Code for "Single-view robot pose and joint angle estimation via render & compare", CVPR 2021 (Oral).

Related tags

Deep Learningrobopose
Overview

Single-view robot pose and joint angle estimation via render & compare

Yann Labbé, Justin Carpentier, Mathieu Aubry, Josef Sivic

CVPR: Conference on Computer Vision and Pattern Recognition, 2021 (Oral)

[Paper] [Project page] [Supplementary Video]

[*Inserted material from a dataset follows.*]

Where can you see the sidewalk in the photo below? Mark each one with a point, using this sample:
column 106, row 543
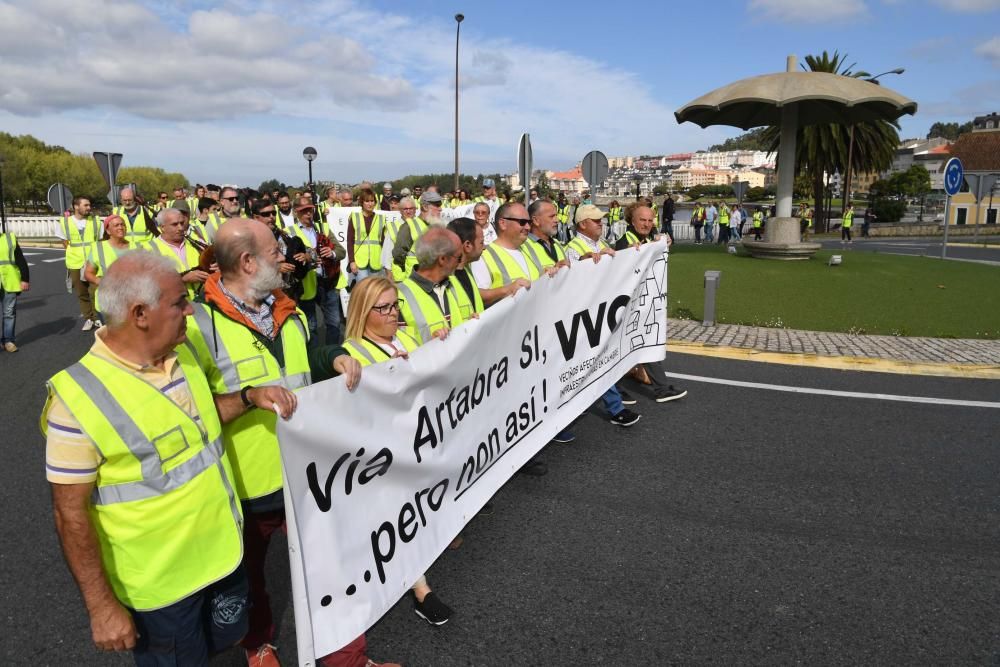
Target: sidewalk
column 891, row 354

overview RoboPose. (a) Given a single RGB image of a known articulated robot in an unknown configuration (left), RoboPose estimates the joint angles and the 6D camera-to-robot pose (rigid translation and rotation) providing the complete state of the robot within the 3D scene, here illustrated by overlaying the articulated CAD model of the robot over the input image (right). (b) When the joint angles are known at test-time (e.g. from internal measurements of the robot), RoboPose can use them as an additional input to estimate the 6D camera-to-robot pose to enable, for example, visually guided manipulation without fiducial markers.

Citation

If you use this code in your research, please cite the paper:

@inproceedings{labbe2021robopose,
title= {Single-view robot pose and joint angle estimation via render & compare}
author={Y. {Labb\'e} and J. {Carpentier} and M. {Aubry} and J. {Sivic}},
booktitle={Proceedings of the Conference on Computer Vision and Pattern Recognition (CVPR)},
year={2021}}

Table of content

Overview

This repository contains the code for the full RoboPose approach and for reproducing all the results from the paper (training, inference and evaluation).

overview

Installation

git clone --recurse-submodules https://github.com/ylabbe/robopose.git
cd robopose
conda env create -n robopose --file environment.yaml
conda activate robopose
python setup.py install
mkdir local_data

The installation may take some time as several packages must be downloaded and installed/compiled. If you plan to change the code, run python setup.py develop.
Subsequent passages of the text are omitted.